Saturday, October 07, 2006

Trick, but mostly Treat

I found this costume at a thrift store yesterday and just couldn't resist, even though Charleigh pronounced it "SCAWY!" and wouldn't even touch it. I knew, though, that if I could just get her in it, she would LOVE it. She screamed like a banshee while Robb and I wrestled her into it, and I finally bribed her with a piece of cheese, and got it zipped up. I was right...she took one look at it in the mirror and just swelled up with dragon-size pride at her accomplishment. So here's your sneak peak at Charleigh G's Halloween Get-up....


Tuesday, October 03, 2006

Here's a thing...

So yesterday we learned that Robb will not be getting the managers gig at the Temple of Jesus Junk. They hired some other guy, who Robb's co-worker Kathy calls "Bob the Builder." I actually went to check on her before I went to the back of the store to get Robb at the end of the day. It was a toss up who was more upset...Kathy or Robb.

Basically, what that means is a three dollar and hour pay cut. And oh, yeah, the humiliation of being demoted.

So...kind of a bad day.

Morning is here again, and it will be 90 degrees and sunny today. Robb submitted another resume to a furniture store and was sent a form letter asking him to stop by for an interview today. We've learned in the past six months that Robb is very good at sales, and though I'm terrified to hope, this could be something that would fit our needs.

So, say a prayer for us right now if you haven't already. We are in very real need.

Monday, October 02, 2006

Just say it...

...in the fine tradition of HIAB...I'll just tell the honest to goodness truth.

I'm struggling with some depression right now.

Yeah, all you armchair psychologist probably saw this coming, but just for the record...I've pushed too hard and here I am. Yeah, I'm thin. I have cute kids. My hubby loves me. And I am prone to depression. It's just part of who I am. When I get really tired or too many life changes overlap on one another, I just sink down into this dark place. They usually last three to four months, sometimes less, sometimes longer. I've never tried going on any medication for it, but I might be willing to if this one lasts much longer. My body aches. I can cry at the drop of a hat. I don't enjoy doing anything. Weird things upset me tremendously, like the area rug in the living room, which collects a lot of dog hair and makes me feel like a failure as a human being. So I rolled it up and put it in the garage. Mostly, I'm just tired. My soul is tired. It's too painful to think about a year ago or a year from now.
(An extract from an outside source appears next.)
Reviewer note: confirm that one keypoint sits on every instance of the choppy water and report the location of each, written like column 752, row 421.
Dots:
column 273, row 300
This should be -based on the sheer volume of disappointments lately--the worst one ever, but I learned a lot from the last one (almost 5 years ago) and I'm going to try to short-circuit this.

A couple of weeks ago, it dawned on me...maybe even during an episode of Greys Anatomy (and even my favorite show leaves me a little cold)...that pain is a way that God tries to tell you something. I've been ignoring pain for so long, like the oil light in a car, it's no wonder my "engine" is in trouble.

A lot of people have no room in their theology for depression. If you are one of those people, go away and don't comment here. If you are not prone to depression and therefore have some kind of superiority complex, I can guarantee you are prone to some other annoying weakness, and you don't really want me speculating about it.

This is me. No airbrushing, no anesthesia. I find that nothing ever really gets better unless you are honest about it.